WSC 2007 Final Abstracts

Advanced Tutorials Track

Monday 1:30:00 PM 3:00:00 PM
Inside Discrete-Event Simulation Software

Chair: Jerry Banks (Independent Consultant)

Inside Discrete-event Simulation Software: How it Works and Why it Matters
Thomas J. Schriber (University of Michigan) and Daniel T. Brunner (Kiva Systems Incorporated)

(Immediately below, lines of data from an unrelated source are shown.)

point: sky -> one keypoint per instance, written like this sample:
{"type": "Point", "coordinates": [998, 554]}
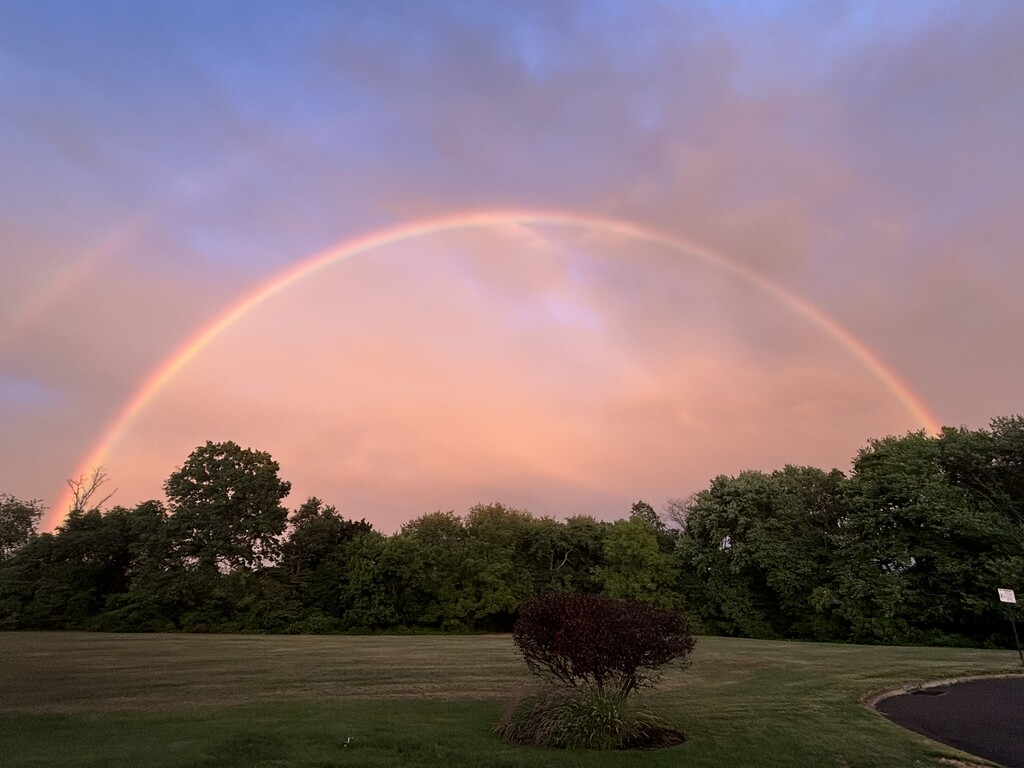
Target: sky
{"type": "Point", "coordinates": [560, 255]}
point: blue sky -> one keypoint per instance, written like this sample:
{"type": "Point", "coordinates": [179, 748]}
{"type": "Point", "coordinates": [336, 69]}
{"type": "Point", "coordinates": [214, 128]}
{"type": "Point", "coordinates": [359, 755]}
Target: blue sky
{"type": "Point", "coordinates": [162, 160]}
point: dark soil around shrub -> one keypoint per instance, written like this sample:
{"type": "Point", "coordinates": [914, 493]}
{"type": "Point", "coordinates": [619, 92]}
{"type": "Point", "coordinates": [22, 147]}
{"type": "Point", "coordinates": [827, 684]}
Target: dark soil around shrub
{"type": "Point", "coordinates": [654, 738]}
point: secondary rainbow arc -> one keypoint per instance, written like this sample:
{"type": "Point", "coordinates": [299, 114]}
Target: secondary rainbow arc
{"type": "Point", "coordinates": [478, 219]}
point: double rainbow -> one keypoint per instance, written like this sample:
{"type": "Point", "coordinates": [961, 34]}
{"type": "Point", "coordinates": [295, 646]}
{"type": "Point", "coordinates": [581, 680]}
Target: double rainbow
{"type": "Point", "coordinates": [160, 377]}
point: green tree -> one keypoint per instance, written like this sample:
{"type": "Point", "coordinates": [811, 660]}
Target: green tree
{"type": "Point", "coordinates": [761, 549]}
{"type": "Point", "coordinates": [635, 567]}
{"type": "Point", "coordinates": [226, 508]}
{"type": "Point", "coordinates": [17, 522]}
{"type": "Point", "coordinates": [925, 544]}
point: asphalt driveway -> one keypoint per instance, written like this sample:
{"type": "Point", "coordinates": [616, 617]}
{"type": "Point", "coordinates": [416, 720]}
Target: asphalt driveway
{"type": "Point", "coordinates": [981, 717]}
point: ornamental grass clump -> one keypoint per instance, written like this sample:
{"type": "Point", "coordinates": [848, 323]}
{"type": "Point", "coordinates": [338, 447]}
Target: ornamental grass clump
{"type": "Point", "coordinates": [592, 652]}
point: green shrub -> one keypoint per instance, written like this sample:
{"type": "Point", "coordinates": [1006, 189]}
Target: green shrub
{"type": "Point", "coordinates": [583, 719]}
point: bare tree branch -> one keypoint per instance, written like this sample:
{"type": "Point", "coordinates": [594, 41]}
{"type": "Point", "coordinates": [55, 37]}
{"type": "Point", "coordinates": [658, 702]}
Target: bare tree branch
{"type": "Point", "coordinates": [84, 488]}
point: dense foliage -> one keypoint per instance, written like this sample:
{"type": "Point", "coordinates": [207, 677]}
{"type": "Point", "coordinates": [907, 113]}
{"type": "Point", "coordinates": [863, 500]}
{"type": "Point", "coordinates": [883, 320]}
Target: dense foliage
{"type": "Point", "coordinates": [596, 641]}
{"type": "Point", "coordinates": [909, 547]}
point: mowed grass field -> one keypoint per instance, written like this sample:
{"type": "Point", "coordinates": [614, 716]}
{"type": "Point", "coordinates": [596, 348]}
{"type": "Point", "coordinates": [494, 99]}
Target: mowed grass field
{"type": "Point", "coordinates": [271, 701]}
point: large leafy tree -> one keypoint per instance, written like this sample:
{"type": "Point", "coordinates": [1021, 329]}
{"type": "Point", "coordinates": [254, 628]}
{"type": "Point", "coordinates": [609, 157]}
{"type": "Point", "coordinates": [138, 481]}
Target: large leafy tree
{"type": "Point", "coordinates": [635, 566]}
{"type": "Point", "coordinates": [226, 508]}
{"type": "Point", "coordinates": [928, 540]}
{"type": "Point", "coordinates": [762, 549]}
{"type": "Point", "coordinates": [17, 522]}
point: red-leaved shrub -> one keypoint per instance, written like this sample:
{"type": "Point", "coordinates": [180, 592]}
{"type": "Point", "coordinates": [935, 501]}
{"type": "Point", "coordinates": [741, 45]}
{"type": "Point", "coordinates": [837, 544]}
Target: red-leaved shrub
{"type": "Point", "coordinates": [600, 642]}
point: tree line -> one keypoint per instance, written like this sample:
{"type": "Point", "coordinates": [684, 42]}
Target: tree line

This paper provides simulation practitioners and consumers with a grounding in how discrete-event simulation software works. Topics include discrete-event systems; entities, resources, control elements and operations; simulation runs; entity states; entity lists; and entity-list management. The implementation of these generic ideas in AutoMod, SLX, and Extend is described. The paper concludes with several examples of “why it matters” for modelers to know how their simulation software works, including coverage of SIMAN (Arena), ProModel, and GPSS/H as well as the other three tools.

Monday 3:30:00 PM 5:00:00 PM
Verification and Validation

Chair: Enver Yucesan (INSEAD)

Verification and Validation of Simulation Models
Robert G. Sargent (Syracuse University)

In this paper we discuss verification and validation of simulation models. Four different approaches to deciding model validity are described; two different paradigms that relate verification and validation to the model development process are presented; various validation techniques are defined; conceptual model validity, model verification, operational validity, and data validity are discussed; a way to document results is given; a recommended procedure for model validation is presented; and model accreditation is briefly discussed.

Tuesday 8:30:00 AM 10:00:00 AM
Multi-Agent Simulation

Chair: Sanjay Jain (The George Washington University)

Defense and Homeland Security Applications of Multi-agent Simulations
Thomas W. Lucas and Susan M. Sanchez (Naval Postgraduate School), Felix Martinez (Centro de Estudios Superiores Navales), Lisa R. Sickinger (USS Laboon (DDG-58)) and Jonathan W. Roginski (United States Military Academy)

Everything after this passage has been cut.